Just tried, no luck, still there. what has just appeared next to the image is a *!* When I tap on the exclamation mark a new window opens

Licence Limit Reached
You have exceeded the limit on the number of devices that ca read this item. You may deregister any device no longer in use and delete the content, which will allow you to download this item. You may also purchase another copy from the Kindle store

I understand what you will think from that statement, but I've only ever had it downloaded to my Fire HD, and could not wait to get rid of it. The only thing I can think of is the number of times I've tried to download it to my Fire to try and erase it correctly, has caused some confusion on the Amazon account.

Truly thanks for everyone's help, I'm going to log off now, my brain is fried and it midnight here. so once again thanks will check here in morning


----------



## Betsy the Quilter (Oct 27, 2008)

I think you're at the point where you need to contact Kindle Customer Service.

Betsy


----------



## 1more (Jan 11, 2013)

Thanks all, your a great friendly bunch, and I'm glad I found this place.

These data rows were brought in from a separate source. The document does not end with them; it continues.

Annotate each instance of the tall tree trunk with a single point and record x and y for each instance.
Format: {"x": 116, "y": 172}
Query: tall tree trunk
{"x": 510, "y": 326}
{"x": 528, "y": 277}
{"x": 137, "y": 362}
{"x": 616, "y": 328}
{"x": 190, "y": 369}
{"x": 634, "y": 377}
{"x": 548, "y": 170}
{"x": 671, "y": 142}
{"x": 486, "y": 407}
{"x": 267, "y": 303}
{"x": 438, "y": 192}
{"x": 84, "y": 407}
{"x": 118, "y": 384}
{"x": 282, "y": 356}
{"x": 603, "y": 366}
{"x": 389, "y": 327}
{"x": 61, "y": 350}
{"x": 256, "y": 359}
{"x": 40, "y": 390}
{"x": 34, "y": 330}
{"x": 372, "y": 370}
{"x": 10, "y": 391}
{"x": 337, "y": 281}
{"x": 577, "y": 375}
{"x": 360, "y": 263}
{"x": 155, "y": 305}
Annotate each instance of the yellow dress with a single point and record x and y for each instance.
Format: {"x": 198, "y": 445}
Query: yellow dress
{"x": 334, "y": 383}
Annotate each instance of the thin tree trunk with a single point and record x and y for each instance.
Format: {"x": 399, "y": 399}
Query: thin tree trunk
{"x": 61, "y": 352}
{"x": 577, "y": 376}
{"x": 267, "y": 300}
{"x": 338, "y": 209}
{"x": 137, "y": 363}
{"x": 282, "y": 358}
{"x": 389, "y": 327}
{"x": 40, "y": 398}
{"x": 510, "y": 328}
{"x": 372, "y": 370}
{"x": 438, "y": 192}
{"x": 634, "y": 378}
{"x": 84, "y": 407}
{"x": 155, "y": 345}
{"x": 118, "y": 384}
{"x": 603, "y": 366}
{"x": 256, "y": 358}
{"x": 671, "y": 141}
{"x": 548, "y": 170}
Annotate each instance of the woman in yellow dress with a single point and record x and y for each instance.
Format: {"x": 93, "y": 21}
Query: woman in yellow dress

Goodnight from here   but probably Good morning were you are.


----------



## Betsy the Quilter (Oct 27, 2008)

No, good night from us, too, early evening here on the US East Coast.

Come on back and discuss the books you're reading on your Kindle!

Betsy


----------



## Ann in Arlington (Oct 27, 2008)

I agree with Betsy -- there's some glitch in the system. . .and, arguably, given the nature of the book (close but not quite title to a real book) it's possible there's some corruption in the book file.  Hopefully Kindle CS can get you sorted out.  All the contact information is in a sticky thread at the top of your Tips, Tricks, and Troubleshooting section.

Let us know what you find out!


----------



## 1more (Jan 11, 2013)

I feel the image is hidden in a cache on the system, but I can't seem to find out which one, I've looked at all the app's listed in "Settings - More - App's" and I can't seem to identify which one holds the information for the Ghost Tab in Books. 
I'm tempted to do a factory restore rather than wait forever using the Kindle Customer Services,(to be fair I've never used Kindle Customer Services, I'm basing that statement on previous experience with other companies Customer Service).

I've came across another site, with a posting of a very similar problem some people with the Fire HD are having, with Music and Art Work (Album Images), some people say the problem just cleared itself after a while, others are saying the problems has persisted. 
Ahhhh, more riddles to solve  

Thanks everyone


----------



## Ann in Arlington (Oct 27, 2008)

I think you'll find Kindle CS very responsive.  If you contact via email, the first response will probably be a standard script and may not actually address the root of the issue.  Just reply again with 'no, that didn't help' and explain it again more clearly.  But, honestly, this sounds like something you probably should talk to a real person about. If you have the 'call me back' feature (we do in the US) use it. 

Though, if you've not got much on the device, a factory reset may very well fix the problem -- and it may be what they'll end up having you do anyway.  You will lose any personalization and will have to re-download any books, apps, etc.


----------



## Dragle (Dec 10, 2011)

I saw a message on Amazon's boards that clearing the Data on the kindle app solved the problem. But that sounds a little scary since I don't know what all that does...


----------



## Ann in Arlington (Oct 27, 2008)

Dragle said:


> I saw a message on Amazon's boards that clearing the Data on the kindle app solved the problem. But that sounds a little scary since I don't know what all that does...


Oh. . .that's a good idea. It will clear extraneous information but not reset the device to factory -- so you have to re-register and all that. To do it, swipe to get the menu and tap More, then Applications, then Installed applications then scroll to Amazon Kindle. There are prominent buttons for 'clear data' and 'clear cache'.

Try Clear Cache first: it'll delete temp files that might be causing the problem, but you won't lose your settings.

If that doesn't work try Clear Data -- but I think that's going to be analogous to wiping it completely clean of books. I don't think you'll need to re-register, but you will probably need to re-download all your books. Still, it won't affect any other apps, just kindle content. It's like a factory reset for the kindle reader part only.


----------



## 1more (Jan 11, 2013)

Thanks everyone.
I took the plunge and as Ann in Arlington suggested went to Menu > More > Apps > Installed Apps > then cleared Cache, did a 30 second press to the power button and presto image gone. Thanks again, glad to have at last started to understand the way around the menu's.


----------



## Ann in Arlington (Oct 27, 2008)

Great!  So, the lesson is. . .if you have problems with things that should be there and aren't and vice versa, 'clear cache' is a thing to try.

We probably should have remembered this sooner -- it was the way to fix a carousel issue on the first Fire where images were not showing properly.


----------